繊維製造やロボット美容師への応用が期待される「ほぐし」を数学的に理解する研究成果を発表 Researchers develop a mathematical understanding of detangling that could be used for textile manufacturing, robotic hairdressers
2022-04-13 ハーバード大学
・Mahadevan氏と共著者のThomas Plumb Reyes氏、Nicholas Charles氏は、Soft Matter誌に掲載された新しい論文で、櫛でとかすことの数学について調べ、なぜ多くの人が使うブラッシング技術が繊維の束をほぐす最も有効な方法であるのかを説明しています。

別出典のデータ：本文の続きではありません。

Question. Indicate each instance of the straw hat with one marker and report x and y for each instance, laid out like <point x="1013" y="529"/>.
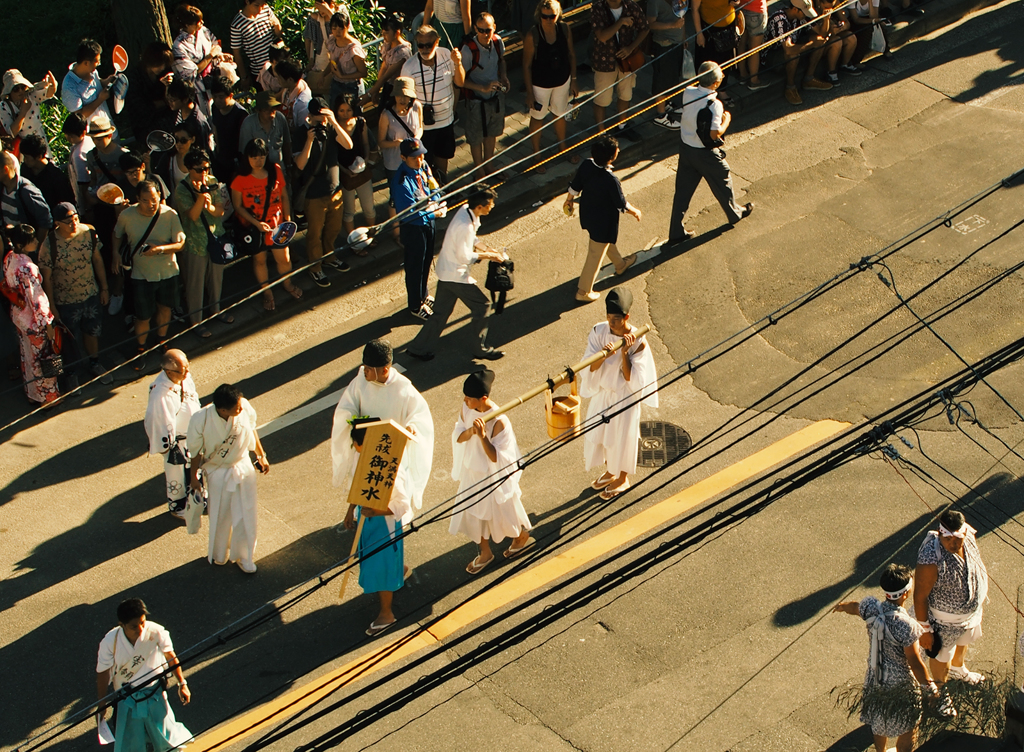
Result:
<point x="11" y="79"/>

・髪をとかすには、相互作用する弾性フィラメントの束として定義される、集合的なカールのトポロジーのもつれを払いのけることが含まれます。実験と計算を組み合わせて、トポロジー、幾何学、力学を自然に結びつけるこの問題を研究しました。
<関連情報>
- https://www.seas.harvard.edu/news/2022/04/tear-free-brushing-all-you-need-math
- https://pubs.rsc.org/en/Content/ArticleLanding/2022/SM/D1SM01533H
二重らせんを解く Combing a double helix
Thomas B. Plumb-Reyes, Nicholas Charles and L. Mahadevan
Soft Matter First published:22 Mar 2022
DOIhttps://doi.org/10.1039/D1SM01533H
Abstract
Combing hair involves brushing away the topological tangles in a collective curl, defined as a bundle of interacting elastic filaments. Using a combination of experiment and computation, we study this problem that naturally links topology, geometry and mechanics. Observations show that the dominant interactions in hair are those of a two-body nature, corresponding to a braided homochiral double helix. This minimal model allows us to study the detangling of an elastic double helix driven by a single stiff tine that moves along it and leaves two untangled filaments in its wake. Our results quantify how the mechanics of detangling correlates with the dynamics of a topological quantity, the link density, that propagates ahead of the tine and flows out the free end as a link current. This in turn provides a measure of the maximum characteristic length of a single combing stroke in the many-body problem on a head of hair, producing an optimal combing strategy that balances trade-offs between comfort, efficiency and speed of combing in hair curls of varying geometrical and topological complexity.